Thereby the centrifugal force should be:  F=mass*(2*Pi*f)^2*R=4000N

Doing this in FEMAP with bodyload as single value(0.31847) creates the correct result.

BUT:

Defining a Function within bodyloads defining a constant velocity leads to a Force of  F=2000N

i can not find out why and how!

any hints?

# Re: FEMAP: BodyLoad: Rotational Velocity, SOL109: what does NASTRAN do?

Siemens Phenom

On the RFORCE entry, Nastran expects you to input rev/time, and then it converts to omega properly internally and then omega is used to calculate the force. The function that you referenced is not used in this  calculation, it is intended to be the load vs time.

The RFORCE entry below has no reference to a function(see the QRG), it is not allowed, the force is based only on the information on this entry

RFORCE       102       0       0  .15915      0.      0.      1.

The function you referenced shows up on the combination of the TABLED2 entry and is referenced on the TLOAD1,DLOAD combination:

\$ Femap with NX Nastran Function 1 : Omega 2

TABLED2        1      0.                                                +

+             0.      2.    100.      2.ENDT

Your issue is really an incorrect use of the function in Femap. When creating transient loading, the function should be the loading vs time function. This is just a scale factor on the load applied it is not a scale factor on the rotational velocity, it is used outside of the loop where the rotational velocity is used to calculate a force.

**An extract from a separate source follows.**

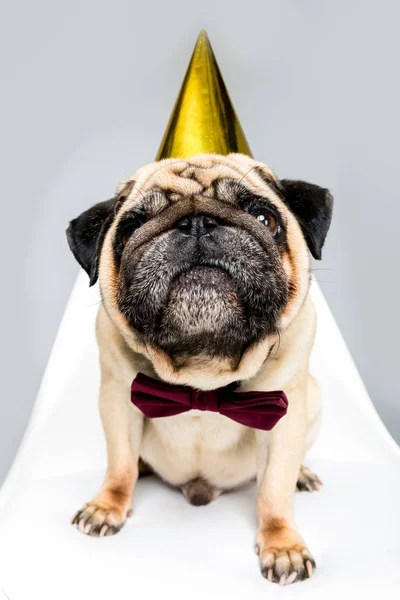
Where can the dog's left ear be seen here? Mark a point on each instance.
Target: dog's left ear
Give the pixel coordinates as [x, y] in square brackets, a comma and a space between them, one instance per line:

In your run where you define a function with a constant value of 2.0; this gets applied after the force due to the rotational velocity is calculated. If you look in the f06 file and compare the OLOAD Resultant(not scaled by time function) and applied load vector(scaled by time function), you will see the OLOAD Resultant is correct for the rotational velocity that you input. This force is then multiplied by the scale factor(your function).

Regards,

Joe